Credits: The financial PDFs used in this example come from the Llama Index SEC 10-Q dataset.
Setup
Python Environment
To set up the environment, ensure Python >=3.10 is installed and use a virtual environment:
python3 -m venv venv
source venv/bin/activate
pip install -r requirements.txt
Bauplan Setup
- Join the Bauplan sandbox, sign in, and create your username and API key.
- Complete the 3-minute tutorial to familiarize yourself with the platform.
Managing Secrets
The pipeline requires API keys for OpenAI and AWS (if using S3):
bauplan parameter set --name openai_api_key --value your_key --type secret
These secrets are encrypted and stored in bauplan_project.yml
for
secure access at runtime.
S3 Configuration
Ensure you have write access to the S3 bucket specified in run.py
: the
bucket will be used to storing raw PDF and metadata files. When running
DAGs in the Bauplan sandbox, buckets must be publicly
readable
for successful data import.
Data Flow
The end-to-end use case is managed by the run.py
script, which
leverages the Bauplan SDK to orchestrate data processing. The workflow
consists of the following steps:
-
Data Ingestion: Local PDF files containing financial data are uploaded to S3 object storage for durability and performance.
-
Metadata Management: A table in Bauplan stores metadata (S3 locations, company, quarter, etc.), ensuring efficient filtering and access. This step and all subsequent Bauplan operations occur safely within an isolated data branch.
-
LLM Processing: The pipeline in
bpln_pipeline
performs:- Unstructured-to-structured transformation via an LLM
- Post-processing in Python to refine extracted data
- Storage of the final structured table within the same namespace
-
Production Deployment: If no errors occur, the temporary branch is merged into production, making the result of the pipeline available for further analysis.
-
Data Visualization: The Streamlit app in
app
provides a simple web interface to explore the transformed dataset.

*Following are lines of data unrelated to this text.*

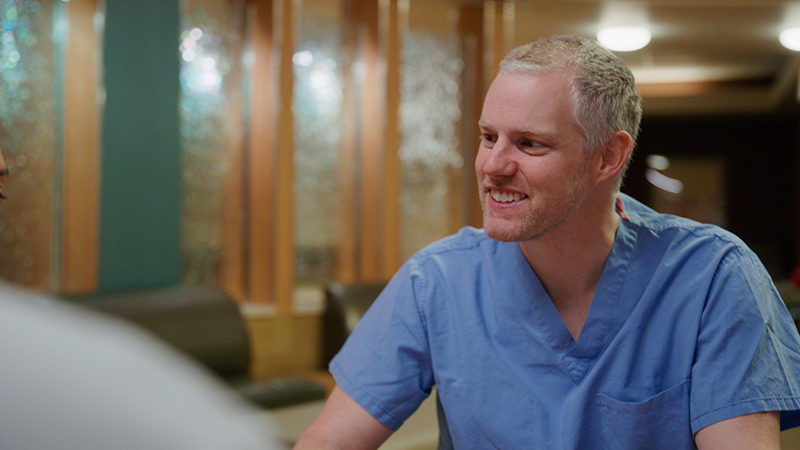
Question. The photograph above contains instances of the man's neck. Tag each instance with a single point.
(570, 263)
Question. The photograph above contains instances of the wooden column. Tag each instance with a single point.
(346, 257)
(81, 150)
(271, 249)
(370, 141)
(261, 153)
(498, 35)
(397, 16)
(473, 82)
(233, 267)
(284, 256)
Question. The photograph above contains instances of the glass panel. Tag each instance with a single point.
(429, 119)
(318, 110)
(29, 111)
(212, 130)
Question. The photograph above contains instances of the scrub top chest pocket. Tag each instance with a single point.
(659, 422)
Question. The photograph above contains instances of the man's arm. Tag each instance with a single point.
(759, 431)
(343, 424)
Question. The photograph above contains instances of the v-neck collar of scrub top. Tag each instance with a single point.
(606, 313)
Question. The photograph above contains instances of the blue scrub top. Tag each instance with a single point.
(685, 329)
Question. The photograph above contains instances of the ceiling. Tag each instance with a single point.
(705, 56)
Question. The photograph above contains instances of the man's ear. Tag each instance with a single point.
(614, 155)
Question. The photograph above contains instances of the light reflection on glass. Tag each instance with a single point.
(317, 108)
(28, 116)
(211, 44)
(429, 117)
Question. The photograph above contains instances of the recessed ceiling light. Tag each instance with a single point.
(624, 39)
(790, 38)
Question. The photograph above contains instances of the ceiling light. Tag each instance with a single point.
(624, 39)
(790, 38)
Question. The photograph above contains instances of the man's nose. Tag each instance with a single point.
(500, 161)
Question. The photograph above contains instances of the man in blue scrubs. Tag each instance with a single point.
(577, 318)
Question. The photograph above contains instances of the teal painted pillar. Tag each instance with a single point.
(141, 181)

Note: The code includes extensive comments for pedagogical purposes. Contact the Bauplan team for further inquiries.
Running the Pipeline
Execute the End-to-End Pipeline
Run the following command to process PDFs and generate a structured dataset:
cd src
python run.py --ingestion-branch your_username.ingestion_branch
Since branches in Bauplan are user-specific, use the user.branch_name
pattern for isolation.
Verify Results
Check the generated table:
bauplan branch checkout main
bauplan table get my_pdfs.sec_10_q_analysis
Check out the maximum value for a column:
bauplan query "SELECT MAX(usd) as max_usd FROM my_pdfs.sec_10_q_analysis"

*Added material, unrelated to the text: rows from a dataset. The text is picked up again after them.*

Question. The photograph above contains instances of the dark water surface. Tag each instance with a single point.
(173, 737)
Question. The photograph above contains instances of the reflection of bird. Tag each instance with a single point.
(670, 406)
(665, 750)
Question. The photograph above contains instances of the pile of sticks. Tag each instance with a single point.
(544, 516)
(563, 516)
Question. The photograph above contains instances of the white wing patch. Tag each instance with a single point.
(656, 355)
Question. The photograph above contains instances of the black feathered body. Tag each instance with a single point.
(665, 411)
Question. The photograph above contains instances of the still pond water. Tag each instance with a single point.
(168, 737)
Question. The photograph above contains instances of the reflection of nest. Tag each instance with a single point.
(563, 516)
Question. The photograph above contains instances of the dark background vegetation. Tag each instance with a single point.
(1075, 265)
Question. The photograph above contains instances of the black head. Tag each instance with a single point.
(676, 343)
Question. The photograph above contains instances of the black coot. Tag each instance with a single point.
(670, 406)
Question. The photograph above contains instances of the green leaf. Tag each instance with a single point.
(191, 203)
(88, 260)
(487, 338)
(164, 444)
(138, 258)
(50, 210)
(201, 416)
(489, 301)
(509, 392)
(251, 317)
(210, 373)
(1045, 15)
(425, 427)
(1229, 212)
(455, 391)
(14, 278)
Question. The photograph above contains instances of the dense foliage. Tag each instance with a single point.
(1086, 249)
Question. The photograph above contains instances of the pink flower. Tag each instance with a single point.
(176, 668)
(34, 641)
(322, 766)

Exploring Results in Streamlit
Launch the visualization app:
cd app
streamlit run explore_analysis.py
The app will open in your browser, displaying insights from the extracted financial data.
Summary
This example demonstrates how Bauplan can:
- Handle complex data transformations with LLMs
- Efficiently manage unstructured-to-structured data pipelines
- Provide safe and reproducible data processing via branching
- Securely integrate with cloud services
- Enable rapid prototyping and analysis through Python APIs
License
The code in this repository is released under the MIT License.